In 1997 Brian Cowen became Minister for Health. In 1998 over 6,000 people marched on the streets of Portlaoise to protest the decision by the then Midland Health Board to designate Tullamore as the lead cancer care centre for the region in preference to Portlaoise. Many promises were made that day, since broken.

It was to be the first of many protest marches and meetings and it is a saga that continues to this very day.

From then onwards Portlaoise started to see a discernible decrease in funding, resources and recruitment. These were identified and repeatedly highlighted in letters (from 2001 to 2006) to a succession of Ministers for Health year on year by both consultants and nursing staff at the hospital.

They warned of the stark consequences and dangers of this underfunding, antiquated equipment, understaffing and key posts left vacant. These letters from people like the surgeon Pete Naughton and the INMO spoke of the ‘shambles’ in the hospital and the potential for tragic consequences. Unfortunately, they were ignored and proven right.

In an attempt to defuse the controversy around the cancer care decision the government commissioned an independent National Expert Group on Radiation Oncology. Headed up by the renowned and respected Professor Donal Hollywood of Trinity College it reported in 2003 and affirmed the status of Tullamore as lead centre for cancer care in the Midlands.

Hollywood Report

There was a public and political split but despite the consternation and disappointment in Portlaoise it was difficult to dispute the expert medical position. With some reluctance, I for one came out in favour of the Hollywood Report. I had seen too much politics and parochialism played with people’s health and felt it was best have a cancer care centre of excellence on our doorstep than none at all, or one in Dublin.

When a loved one is grievously ill from cancer you want them in the care of a medical expert in the field, with the resources, staff, know-how and critical mass to support best outcomes. I had a great friend from Clonaslee who was being treated for cancer at the time. It didn’t matter to me if he had to go to Tullamore instead of Portlaoise, once he got the best care, and it was far preferable than the trek and hassle of Dublin. (Ironically, Professor Hollywood himself died of cancer after a short illness in May 2013, aged 53).

Some people still hold that stance I took as editor of the Leinster Express against me and still don’t speak to me because of that.
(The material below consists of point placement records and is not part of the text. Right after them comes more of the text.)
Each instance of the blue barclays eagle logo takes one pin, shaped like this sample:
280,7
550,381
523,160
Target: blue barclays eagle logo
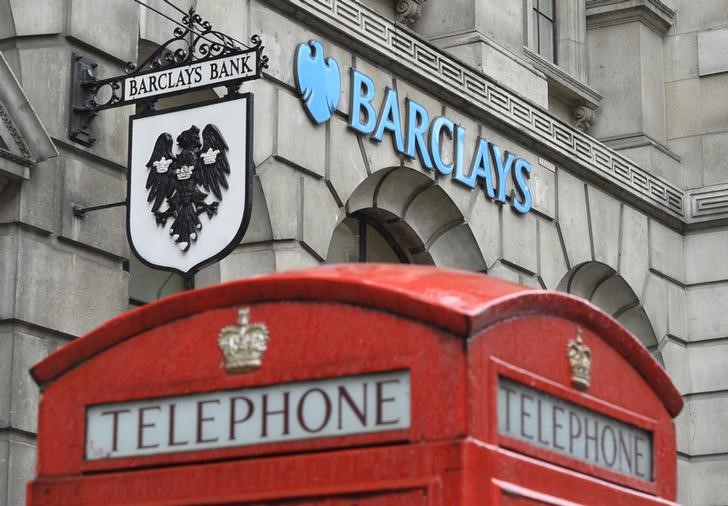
318,81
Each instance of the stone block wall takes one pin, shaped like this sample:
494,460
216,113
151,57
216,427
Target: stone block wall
61,276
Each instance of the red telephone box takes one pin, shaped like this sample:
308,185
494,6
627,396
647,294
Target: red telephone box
357,385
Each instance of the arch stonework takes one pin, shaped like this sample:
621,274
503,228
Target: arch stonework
605,288
426,208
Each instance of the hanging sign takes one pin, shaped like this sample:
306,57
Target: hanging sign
241,66
189,183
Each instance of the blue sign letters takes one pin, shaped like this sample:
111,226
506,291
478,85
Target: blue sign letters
319,85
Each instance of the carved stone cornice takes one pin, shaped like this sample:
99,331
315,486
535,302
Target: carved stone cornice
653,13
585,117
408,11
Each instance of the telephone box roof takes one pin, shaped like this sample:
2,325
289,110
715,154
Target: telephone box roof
459,302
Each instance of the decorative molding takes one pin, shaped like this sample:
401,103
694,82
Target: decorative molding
709,203
23,154
652,13
585,117
414,55
408,11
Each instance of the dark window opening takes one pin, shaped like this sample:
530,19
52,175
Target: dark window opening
544,17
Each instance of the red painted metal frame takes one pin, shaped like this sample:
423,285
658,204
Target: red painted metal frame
460,302
501,369
454,331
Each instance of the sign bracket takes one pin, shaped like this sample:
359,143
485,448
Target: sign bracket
197,56
80,212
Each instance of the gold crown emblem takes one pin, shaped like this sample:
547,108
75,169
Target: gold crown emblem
580,360
243,345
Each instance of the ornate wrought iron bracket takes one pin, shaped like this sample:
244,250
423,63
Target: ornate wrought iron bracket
195,57
82,107
80,212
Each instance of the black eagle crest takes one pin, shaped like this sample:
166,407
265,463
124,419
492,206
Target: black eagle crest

For the proponents of the Hollywood Report they felt I didn’t support it robustly enough.

So while you could die in Tullamore, you couldn’t be born there.
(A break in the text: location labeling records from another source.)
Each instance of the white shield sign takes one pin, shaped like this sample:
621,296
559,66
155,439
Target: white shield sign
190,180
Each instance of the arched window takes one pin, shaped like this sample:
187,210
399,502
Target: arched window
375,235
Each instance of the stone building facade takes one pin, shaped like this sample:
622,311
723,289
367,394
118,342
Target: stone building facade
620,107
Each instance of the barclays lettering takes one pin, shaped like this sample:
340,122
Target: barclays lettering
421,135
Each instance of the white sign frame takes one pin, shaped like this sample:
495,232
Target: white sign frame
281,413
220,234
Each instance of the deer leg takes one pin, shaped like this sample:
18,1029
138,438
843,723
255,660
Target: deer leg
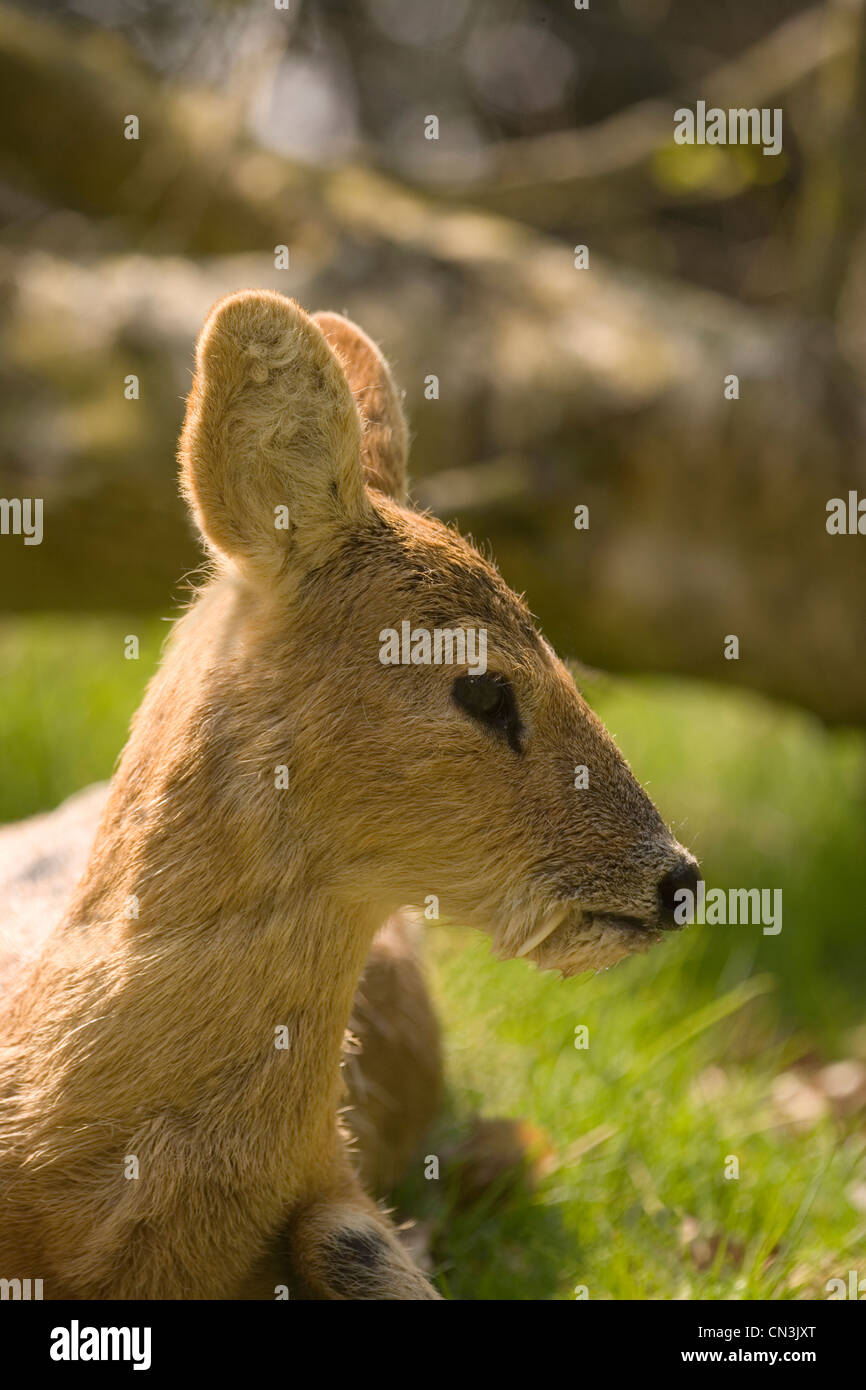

The basis of the Hollywood Report was that in the best interest of patient care, safety and outcomes you had to establish centres of excellence in the various medical disciplines.

The future of Midlands General Hospital Portlaoise was to be anchored by focusing on maternity and the attendant specialities of obstetrics, gynaecology and paediatrics. 24/7 Emergency Department A&E with full supporting midwifery staff and ambulance cover is critical to the safe and sustainable delivery of these services and these babies to expectant mothers.

Notwithstanding the quote mischievously attributed to a local election candidate back at that time, that there was a ten-month waiting list to get into the maternity wards in Portlaoise, there was a baby boom in Portlaoise and maternity numbers rocketed.

Same old story

But resources and staff numbers did not increase accordingly. The same old story all over again, with the same dire warning, protest marches, public meetings and unfortunately the tragic consequences for some families.

Portlaoise Hospital has been betrayed and double-crossed a good few times. The Report on Minister Simon Harris’s desk that no one wants to read is only the latest example.

Like a doctor, I want to give it to you straight – if previous experience is anything to go by there is no Hollywood ending in sight for Portlaoise Hospital.